For the European Parliament elections I suggested we should be happy with 25% of the vote and 7-10 extra MEPs. We got … 25% of the vote and 7 extra MEPs. Our vote share is up nearly 10% from the low point of 2009 (i.e. we got two thirds more votes than then) but is also higher than the 23% we scored in 2004 which was a year before we won a General Election. It’s thus our best European Parliament result since the first PR election in 1999, 15 years ago, in the context of a UKIP vote of 28%. Given the tiny gap between Labour and UKIP we would have come first for the first time since 1994 if 175000 people had voted Labour instead of UKIP (about 15000 per region). Important for the “One Nation” narrative is that we won an MEP in every region, including the south west where we jumped from 5th to 3rd.

For the Tories the European result was the first time they have not won these elections for 20 years, the lowest number of MEPs they have ever had, and the first time they have ever come third in a nation-wide election.

For the Lib Dems it was their worst result since 1989 when they were in crisis after the Liberal/SDP merger. They were only a handful of votes away from losing every single one of their ten MEPs. They came fifth which is even worse than their fourth place in 1989.

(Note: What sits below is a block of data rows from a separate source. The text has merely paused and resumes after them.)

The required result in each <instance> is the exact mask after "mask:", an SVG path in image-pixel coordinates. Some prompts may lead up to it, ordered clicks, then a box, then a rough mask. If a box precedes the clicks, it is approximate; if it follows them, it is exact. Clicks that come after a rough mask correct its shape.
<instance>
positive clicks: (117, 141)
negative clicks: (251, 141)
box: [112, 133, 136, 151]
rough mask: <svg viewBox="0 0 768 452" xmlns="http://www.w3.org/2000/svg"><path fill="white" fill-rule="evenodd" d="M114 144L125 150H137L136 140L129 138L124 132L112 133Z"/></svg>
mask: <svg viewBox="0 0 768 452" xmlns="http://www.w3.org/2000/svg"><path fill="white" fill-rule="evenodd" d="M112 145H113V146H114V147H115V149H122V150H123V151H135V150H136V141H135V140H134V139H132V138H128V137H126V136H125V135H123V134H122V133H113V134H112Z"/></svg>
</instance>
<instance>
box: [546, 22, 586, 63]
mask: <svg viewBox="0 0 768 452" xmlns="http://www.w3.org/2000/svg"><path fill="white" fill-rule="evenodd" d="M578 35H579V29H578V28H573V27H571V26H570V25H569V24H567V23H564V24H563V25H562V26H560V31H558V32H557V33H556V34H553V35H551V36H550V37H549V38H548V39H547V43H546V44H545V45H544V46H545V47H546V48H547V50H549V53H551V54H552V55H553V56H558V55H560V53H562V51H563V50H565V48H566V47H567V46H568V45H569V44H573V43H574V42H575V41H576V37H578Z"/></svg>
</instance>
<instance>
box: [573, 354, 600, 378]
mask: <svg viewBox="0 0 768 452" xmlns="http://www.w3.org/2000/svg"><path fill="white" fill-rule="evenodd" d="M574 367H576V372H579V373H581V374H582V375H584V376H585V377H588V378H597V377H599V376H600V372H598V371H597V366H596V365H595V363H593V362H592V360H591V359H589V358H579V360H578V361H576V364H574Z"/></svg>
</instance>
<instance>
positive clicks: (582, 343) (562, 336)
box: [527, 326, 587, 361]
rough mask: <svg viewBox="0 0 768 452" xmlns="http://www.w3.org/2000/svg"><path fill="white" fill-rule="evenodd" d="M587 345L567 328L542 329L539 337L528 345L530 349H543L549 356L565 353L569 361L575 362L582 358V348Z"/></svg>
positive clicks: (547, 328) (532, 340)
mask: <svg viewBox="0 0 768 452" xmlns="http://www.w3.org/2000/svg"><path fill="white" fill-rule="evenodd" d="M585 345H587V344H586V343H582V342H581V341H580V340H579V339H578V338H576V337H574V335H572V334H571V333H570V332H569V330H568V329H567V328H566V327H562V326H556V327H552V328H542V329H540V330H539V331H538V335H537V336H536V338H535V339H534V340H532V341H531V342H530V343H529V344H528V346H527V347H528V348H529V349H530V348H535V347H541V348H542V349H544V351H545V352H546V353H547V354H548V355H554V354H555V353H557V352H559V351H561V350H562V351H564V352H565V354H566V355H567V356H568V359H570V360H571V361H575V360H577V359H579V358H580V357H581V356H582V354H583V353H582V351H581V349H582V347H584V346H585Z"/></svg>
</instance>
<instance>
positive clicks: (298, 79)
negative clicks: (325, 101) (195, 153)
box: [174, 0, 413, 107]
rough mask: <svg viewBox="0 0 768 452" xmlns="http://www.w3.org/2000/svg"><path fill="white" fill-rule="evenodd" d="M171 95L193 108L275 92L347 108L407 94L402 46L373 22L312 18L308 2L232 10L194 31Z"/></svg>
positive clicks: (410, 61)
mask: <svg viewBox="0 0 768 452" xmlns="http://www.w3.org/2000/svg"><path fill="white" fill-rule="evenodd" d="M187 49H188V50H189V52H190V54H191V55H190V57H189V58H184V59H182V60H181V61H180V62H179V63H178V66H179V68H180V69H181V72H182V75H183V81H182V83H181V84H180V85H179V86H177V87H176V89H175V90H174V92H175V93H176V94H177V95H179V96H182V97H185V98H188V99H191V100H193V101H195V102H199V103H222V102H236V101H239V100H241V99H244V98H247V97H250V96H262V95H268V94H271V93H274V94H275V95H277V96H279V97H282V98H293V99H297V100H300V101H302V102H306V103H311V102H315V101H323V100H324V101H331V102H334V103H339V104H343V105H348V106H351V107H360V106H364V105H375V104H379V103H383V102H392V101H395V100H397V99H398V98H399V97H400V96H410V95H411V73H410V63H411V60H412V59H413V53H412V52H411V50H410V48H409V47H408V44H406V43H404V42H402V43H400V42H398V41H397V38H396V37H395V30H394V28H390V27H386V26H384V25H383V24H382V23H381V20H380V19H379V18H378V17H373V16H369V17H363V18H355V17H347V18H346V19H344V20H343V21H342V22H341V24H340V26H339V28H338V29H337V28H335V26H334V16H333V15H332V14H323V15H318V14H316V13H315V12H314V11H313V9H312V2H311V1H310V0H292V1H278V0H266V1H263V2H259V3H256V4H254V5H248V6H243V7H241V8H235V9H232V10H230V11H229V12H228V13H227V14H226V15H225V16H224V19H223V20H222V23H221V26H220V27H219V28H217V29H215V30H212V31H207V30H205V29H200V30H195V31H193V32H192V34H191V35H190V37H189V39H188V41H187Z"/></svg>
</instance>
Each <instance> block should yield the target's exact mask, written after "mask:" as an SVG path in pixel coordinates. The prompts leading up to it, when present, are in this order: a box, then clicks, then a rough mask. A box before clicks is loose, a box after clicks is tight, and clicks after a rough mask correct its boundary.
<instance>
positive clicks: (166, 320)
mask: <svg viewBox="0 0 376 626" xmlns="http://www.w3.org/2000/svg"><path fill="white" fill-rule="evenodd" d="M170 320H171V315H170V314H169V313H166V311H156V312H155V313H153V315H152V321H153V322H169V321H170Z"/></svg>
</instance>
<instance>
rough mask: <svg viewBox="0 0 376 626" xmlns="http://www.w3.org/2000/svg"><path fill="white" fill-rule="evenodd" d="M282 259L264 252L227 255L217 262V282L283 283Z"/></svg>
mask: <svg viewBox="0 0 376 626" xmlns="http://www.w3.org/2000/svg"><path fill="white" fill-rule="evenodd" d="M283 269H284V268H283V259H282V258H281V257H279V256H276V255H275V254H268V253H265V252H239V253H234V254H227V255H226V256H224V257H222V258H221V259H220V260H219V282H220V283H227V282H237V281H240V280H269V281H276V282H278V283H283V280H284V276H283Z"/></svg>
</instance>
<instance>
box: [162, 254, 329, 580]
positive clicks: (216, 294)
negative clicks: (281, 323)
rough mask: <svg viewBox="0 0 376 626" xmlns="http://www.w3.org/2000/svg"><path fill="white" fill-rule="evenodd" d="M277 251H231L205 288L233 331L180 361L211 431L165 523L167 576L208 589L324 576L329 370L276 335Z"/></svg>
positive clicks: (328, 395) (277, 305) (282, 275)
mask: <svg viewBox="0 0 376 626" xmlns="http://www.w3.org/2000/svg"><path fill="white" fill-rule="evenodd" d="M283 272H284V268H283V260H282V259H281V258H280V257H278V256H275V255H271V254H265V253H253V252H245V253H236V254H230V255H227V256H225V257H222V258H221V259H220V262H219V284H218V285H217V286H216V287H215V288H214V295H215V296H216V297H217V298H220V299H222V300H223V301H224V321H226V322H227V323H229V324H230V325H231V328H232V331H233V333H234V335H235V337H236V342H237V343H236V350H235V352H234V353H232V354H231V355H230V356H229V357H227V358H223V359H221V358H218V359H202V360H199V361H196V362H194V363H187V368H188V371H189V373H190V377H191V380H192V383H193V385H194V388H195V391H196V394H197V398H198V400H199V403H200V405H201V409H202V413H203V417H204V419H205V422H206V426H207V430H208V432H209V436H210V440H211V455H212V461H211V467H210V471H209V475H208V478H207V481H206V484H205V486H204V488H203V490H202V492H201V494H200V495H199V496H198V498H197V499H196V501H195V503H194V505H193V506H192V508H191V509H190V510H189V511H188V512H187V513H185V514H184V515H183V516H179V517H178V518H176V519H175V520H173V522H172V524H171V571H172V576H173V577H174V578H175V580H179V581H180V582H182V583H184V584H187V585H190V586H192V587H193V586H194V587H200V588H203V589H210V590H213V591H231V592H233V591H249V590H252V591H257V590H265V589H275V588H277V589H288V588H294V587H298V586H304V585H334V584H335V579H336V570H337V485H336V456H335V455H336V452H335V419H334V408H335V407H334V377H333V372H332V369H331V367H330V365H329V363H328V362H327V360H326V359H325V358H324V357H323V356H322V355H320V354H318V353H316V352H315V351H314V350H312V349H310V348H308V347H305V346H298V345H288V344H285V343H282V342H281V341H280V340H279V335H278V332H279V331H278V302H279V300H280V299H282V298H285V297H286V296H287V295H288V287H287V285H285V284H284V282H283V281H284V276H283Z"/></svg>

Despite some hype about the Greens taking votes from Labour’s left flank and them overtaking the Lib Dems, they actually lost vote share compared to 2009 and were beaten by Labour in Brighton and Oxford which they had won last time.

It would be absurd to suggest Labour hasn’t lost potential supporters to UKIP, that this isn’t a serious problem and we need to work out how to win them back. I should caution that the stance needed to win some of them back might involve policy choices that are unpalatable to our existing supporters and incompatible with our core values! But the initial assessment that UKIP hurts the Tories far more than Labour remains correct – UKIP represents a serious problem for Labour (particularly in a specific batch of east coast seats such as Thurrock, Great Grimsby and Great Yarmouth) but an existential threat to the Tories as well as being a serious short term threat to their ability it form a majority in 2015, both by siphoning off votes in critical marginals and because they may win half a dozen primarily Tory constituencies outright. I remain convinced we should be resourcing a couple of seats in Kent that were Labour until 2010 and will be three-way marginals because of UKIP e.g. Sittingbourne & Sheppey and Thanet South.

Overall these were clearly not elections when Labour swept all before it (except in the inner urban areas where we achieved a virtual monopoly of councillors). This is not 1996. But no one has suggested it was or could be. These represent steady gains, achieved in the context of a new four party politics, which mean we can win in 2015 but it will be close fought and come down to the campaign in individual marginal constituencies. In this context Lord Ashcroft’s mega-poll of the marginals showing Labour doing better in the marginals than nationally and on track to gain 83 seats may be as important to this weekend’s picture as the two actual sets of elections. Our field operation is already operating at a very high level, we now have a good armoury of attractive policies. The obvious flaws in our top level communications performance now need to be urgently addressed.